10) Wash the QIAGEN-tip once with 30 mL Buffer QC. Be sure that the salts have not precipitated out of the QF solution, if they have, warm to 37 deg C for about 10 min.
11) Elute with 15 mL of Buffer QF. Do not use a polycarbonate tube for collection since they are not alcohol resistant. Use special tubes provided by TA.
12) Precipitate the DNA by adding 10.5 mL isopropanol. Mix and centrifuge at 15,000 x g for 30 minutes at 4 deg C. Gently decant the supernatant (the pellet can be easily dislodged).
13) Wash pellet (you probably can't see it) with 5 mL 70% ethanol and centrifuge at 15,000 x g for 10 minutes.
14) Air dry the DNA and dissolve in 1 mL 10 mM Tris-HCl, pH 8.0. Take 10 microliters, dilute to 200 microliters with Tris-HCl. pH 8.0. Determine the absorbance spectrum from 360 to 220 nm.
15) Determine the yield (micrograms/mL)= OD(260nm) x 20 x 50 micrograms.
16) Save 20 microliters for the gel, which you will run the next week.
Materials
Ear I restriction endonuclease
10X NEBuffer 1 (supplied with enzyme)
DNA that you just purified
Methods
1) To prepare your plasmid for preparative digestion and transcription, label a 1.5 mL Eppendorf tube with your name and "Ear1 digest". Mix 120 microliters DNA (from #15 above), 12 microliters 10x NEBuffer 1, and 1.5 units Ear I for each 1 microgram of DNA.

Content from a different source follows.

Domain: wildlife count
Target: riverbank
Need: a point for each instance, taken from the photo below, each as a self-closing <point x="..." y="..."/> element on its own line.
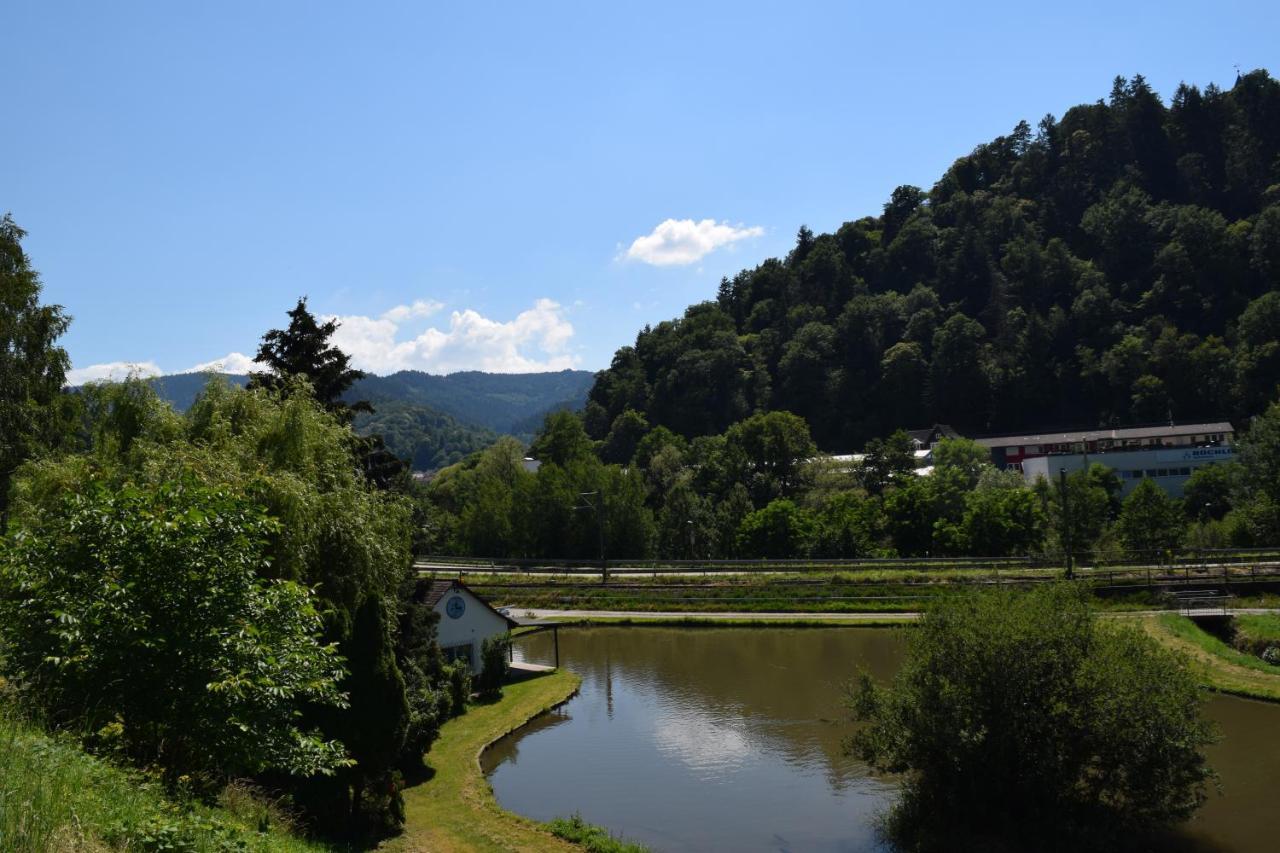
<point x="1217" y="665"/>
<point x="455" y="810"/>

2) Tap the eppendorf tube gently to mix.
3) Incubate the Ear I eppendorf at 37 C for 16 hours. Your TA will stop the reaction and perform steps 8 & 9.
4) To prepare your plasmid for analytical digestion and electrophoresis, label three eppendorf tubes with your name and: E (Eco RI), H (Hae II), and B (Bss HII).
5) Place 10 microliters of purified DNA solution (from #15 above) in each tube.
6) Give the tubes to your TA who will store at -20 C until next week.
7) Label the remaining DNA sample with your name, and 'yeast-phe unmodified tRNA' and give it to your TA.
(performed by TA)
8) Inactivate Ear I by heating to 65 degrees for 20 minutes.
9) Store at -20 C until next lab.
1) Define the following terms:
a) vector
b) sticky ends
c) restriction endonuclease
d) ligation
e) competent cells
f) polylinker region
g) heat inactivation
2) What is the purpose of the gene for ampicillin resistance in the plasmid?
3) In the plasmid shown above, there is a restriction site for EAR I. Indicate the position of the cut(s).
4) Go to http://www.neb.com. Follow the links to the Restriction Endonuclease catalog. From this, what sequence does EAR I recognize and where in that sequence does it cut?
5) We might have prepared the desired product using the Polymerase Chain Reaction. In about 1-2 paragraphs, explain this process.
6) Draw two of the base-pairing interactions in the anti-codon stem of yeast-phe-tRNA. Indicate the residue numbers. Measure the distances of the hydrogen bonds.